Disbud Denpasar tetapkan 32 nominasi “Ogoh-ogoh” jelang Nyepi

Denpasar, (ANTARA) – Tim penilai Dinas Kebudayaan Kota Denpasar, Bali mengumumkan total 32 nominasi dari 163  Ogoh-Ogoh (boneka raksasa) yang dilombakan, setelah menuntaskan penilaian di empat kecamatan setempat, jelang Nyepi.
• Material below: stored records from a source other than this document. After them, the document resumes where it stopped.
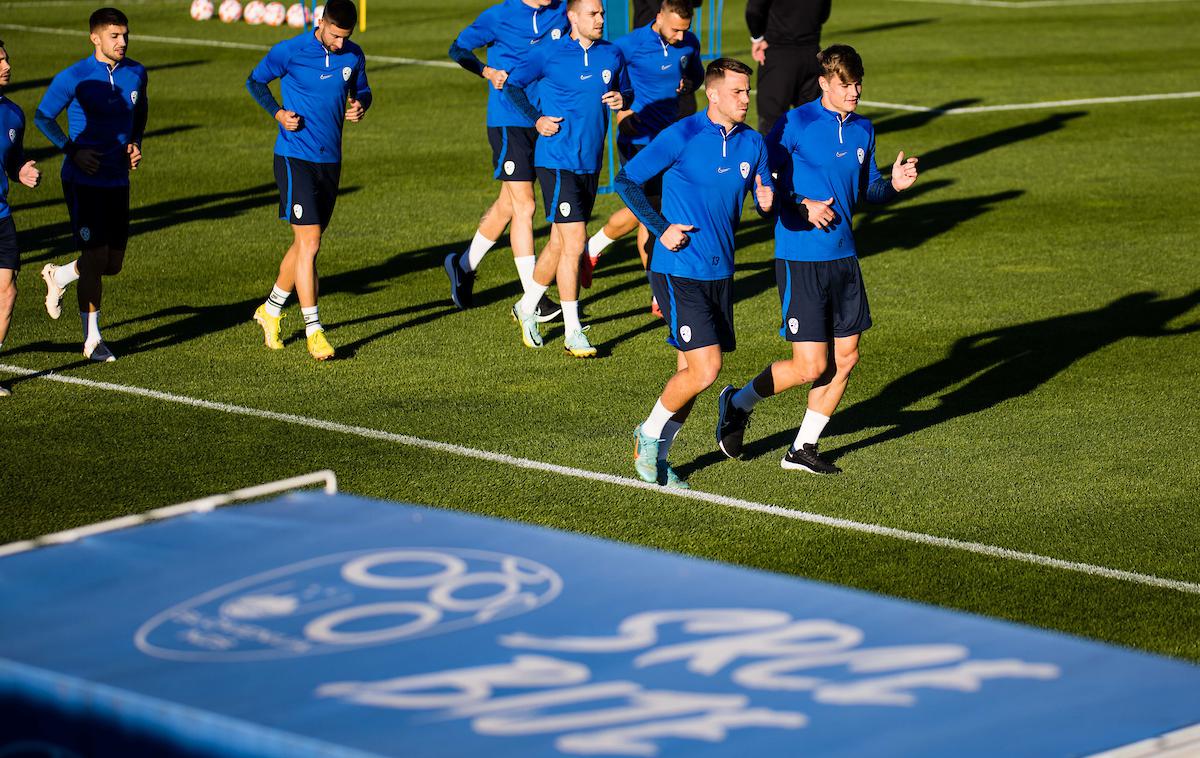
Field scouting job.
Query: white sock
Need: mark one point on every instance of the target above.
(533, 294)
(658, 419)
(571, 316)
(598, 242)
(65, 275)
(667, 438)
(90, 326)
(810, 428)
(276, 300)
(311, 320)
(525, 265)
(747, 398)
(479, 247)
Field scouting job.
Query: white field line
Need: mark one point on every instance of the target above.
(622, 481)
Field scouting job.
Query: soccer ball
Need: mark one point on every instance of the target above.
(298, 16)
(255, 12)
(202, 10)
(231, 11)
(275, 14)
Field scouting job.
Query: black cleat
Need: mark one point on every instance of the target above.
(807, 459)
(731, 422)
(547, 310)
(462, 283)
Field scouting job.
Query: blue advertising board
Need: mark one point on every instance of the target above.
(317, 625)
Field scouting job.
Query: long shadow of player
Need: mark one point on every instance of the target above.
(985, 370)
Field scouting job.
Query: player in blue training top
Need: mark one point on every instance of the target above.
(510, 31)
(579, 80)
(105, 96)
(708, 163)
(825, 157)
(17, 168)
(663, 64)
(323, 77)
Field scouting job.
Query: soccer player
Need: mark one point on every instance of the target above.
(323, 77)
(663, 62)
(823, 154)
(17, 168)
(510, 31)
(579, 80)
(708, 162)
(105, 96)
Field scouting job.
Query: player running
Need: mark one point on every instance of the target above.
(105, 96)
(825, 157)
(708, 162)
(579, 78)
(663, 62)
(16, 168)
(323, 77)
(510, 31)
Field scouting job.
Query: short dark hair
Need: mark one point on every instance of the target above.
(107, 17)
(718, 68)
(341, 13)
(841, 61)
(683, 8)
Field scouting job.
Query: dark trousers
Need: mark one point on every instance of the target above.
(789, 78)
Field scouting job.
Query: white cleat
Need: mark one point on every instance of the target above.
(100, 353)
(53, 292)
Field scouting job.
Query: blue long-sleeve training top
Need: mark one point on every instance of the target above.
(819, 155)
(509, 30)
(707, 172)
(571, 80)
(316, 84)
(653, 71)
(106, 110)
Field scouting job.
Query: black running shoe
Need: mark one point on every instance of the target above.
(807, 459)
(547, 310)
(731, 422)
(462, 283)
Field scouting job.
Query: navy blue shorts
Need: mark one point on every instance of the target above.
(10, 257)
(100, 216)
(569, 196)
(513, 151)
(307, 191)
(700, 313)
(821, 299)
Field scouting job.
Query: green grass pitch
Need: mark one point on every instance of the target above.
(1030, 383)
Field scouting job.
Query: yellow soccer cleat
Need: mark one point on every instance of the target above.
(319, 347)
(270, 325)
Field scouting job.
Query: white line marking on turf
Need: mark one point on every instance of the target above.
(1053, 103)
(622, 481)
(222, 43)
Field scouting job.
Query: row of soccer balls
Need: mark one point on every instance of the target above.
(257, 12)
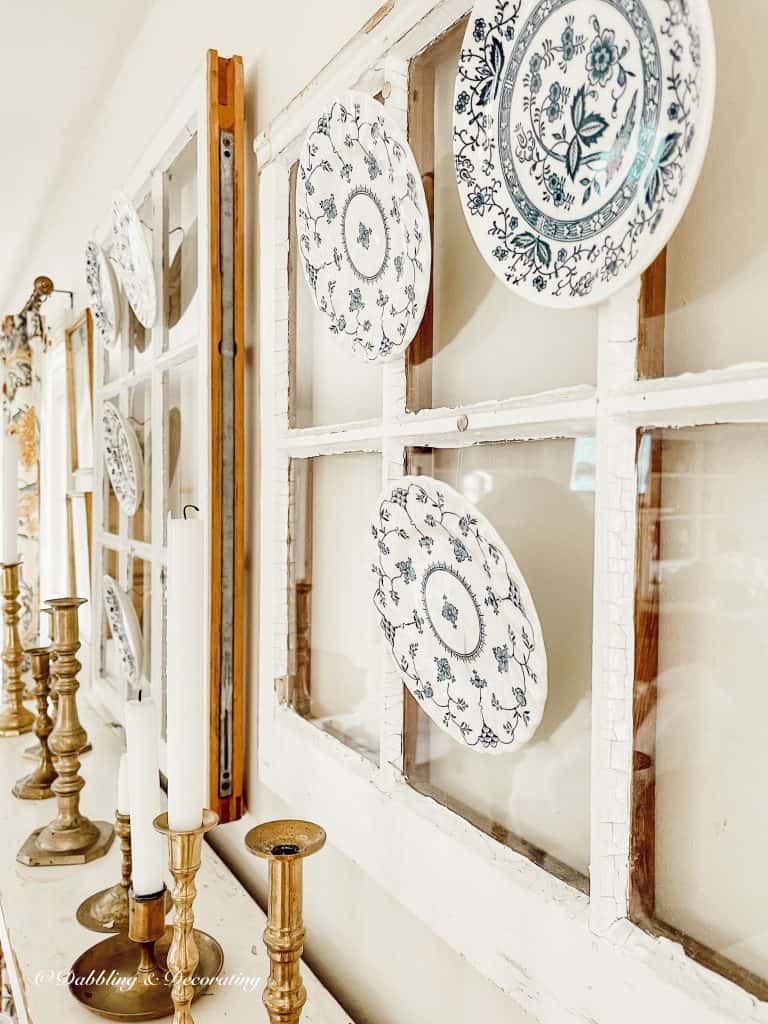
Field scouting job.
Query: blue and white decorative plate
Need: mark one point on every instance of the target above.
(364, 227)
(125, 465)
(125, 629)
(580, 130)
(133, 260)
(103, 296)
(458, 615)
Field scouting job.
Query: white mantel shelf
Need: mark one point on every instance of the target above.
(39, 931)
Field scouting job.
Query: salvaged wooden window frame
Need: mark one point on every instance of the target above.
(211, 105)
(562, 954)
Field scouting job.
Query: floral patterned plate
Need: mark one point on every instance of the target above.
(103, 296)
(123, 458)
(364, 227)
(133, 260)
(125, 629)
(580, 130)
(458, 615)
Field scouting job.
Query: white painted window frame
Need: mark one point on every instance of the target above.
(187, 120)
(563, 955)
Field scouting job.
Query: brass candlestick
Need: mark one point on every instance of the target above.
(37, 785)
(107, 910)
(285, 844)
(71, 838)
(31, 752)
(122, 978)
(14, 718)
(187, 954)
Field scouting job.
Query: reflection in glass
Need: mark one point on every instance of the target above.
(181, 451)
(333, 679)
(182, 312)
(536, 799)
(111, 666)
(140, 595)
(700, 696)
(139, 411)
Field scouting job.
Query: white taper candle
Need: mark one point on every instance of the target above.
(124, 801)
(147, 848)
(186, 675)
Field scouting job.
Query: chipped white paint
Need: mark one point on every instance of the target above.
(562, 955)
(187, 120)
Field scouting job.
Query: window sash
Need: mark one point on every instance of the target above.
(372, 812)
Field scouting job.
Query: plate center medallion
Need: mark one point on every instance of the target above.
(453, 611)
(366, 235)
(579, 112)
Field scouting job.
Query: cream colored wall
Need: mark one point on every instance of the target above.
(381, 963)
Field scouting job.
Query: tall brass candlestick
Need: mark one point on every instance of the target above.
(186, 952)
(285, 844)
(71, 838)
(14, 718)
(37, 785)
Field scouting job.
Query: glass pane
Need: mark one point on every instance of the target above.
(111, 508)
(110, 653)
(114, 356)
(182, 309)
(139, 338)
(141, 597)
(541, 501)
(488, 343)
(181, 451)
(138, 416)
(328, 385)
(701, 700)
(334, 679)
(718, 257)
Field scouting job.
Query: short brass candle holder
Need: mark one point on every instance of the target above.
(38, 784)
(123, 977)
(107, 910)
(14, 718)
(285, 845)
(71, 838)
(192, 953)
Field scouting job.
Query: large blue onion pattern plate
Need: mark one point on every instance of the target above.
(458, 615)
(363, 227)
(580, 131)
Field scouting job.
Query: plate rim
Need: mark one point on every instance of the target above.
(323, 108)
(531, 610)
(121, 199)
(604, 291)
(136, 457)
(130, 622)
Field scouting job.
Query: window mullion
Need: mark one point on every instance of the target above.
(612, 667)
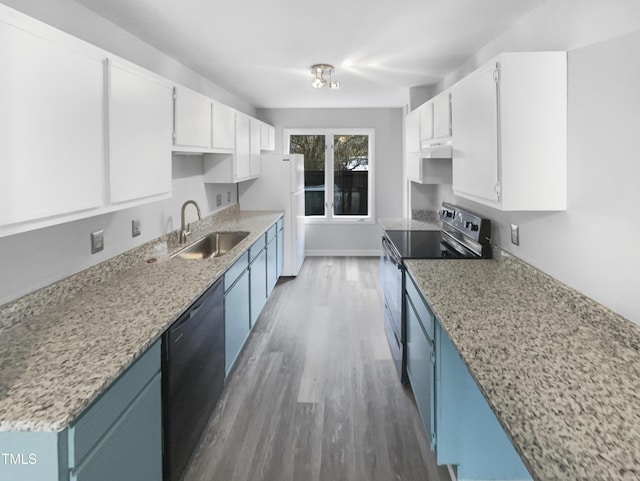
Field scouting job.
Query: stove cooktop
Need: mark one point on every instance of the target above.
(423, 244)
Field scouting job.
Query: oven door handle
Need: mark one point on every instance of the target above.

Sekretaris Dinas Kebudayaan Kota Denpasar Dewa Gde Juli Artabrata, didampingi Kabid Kebudayaan sekaligus Ketua Panitia Lomba  Ogoh-Ogoh  Made Wedana di Denpasar, Jumat, menjelaskan bahwa seluruh tahapan mulai dari pendaftaran, penilaian hingga pengumuman hasil penilaian telah dilaksanakan sesuai dengan ketentuan.

“Disbud Kota Denpasar mengumumkan delapan nominasi di masing-masing kecamatan yang keseluruhannya berjumlah 32 `Ogoh-Ogoh”,” katanya.

Ia mengatakan, hasil penilaian dewan juri bersifat transparan serta tidak dapat diganggu-gugat. Boneka raksasa pemenang tersebut berhak atas uang pembinaan sebesar Rp10 juta.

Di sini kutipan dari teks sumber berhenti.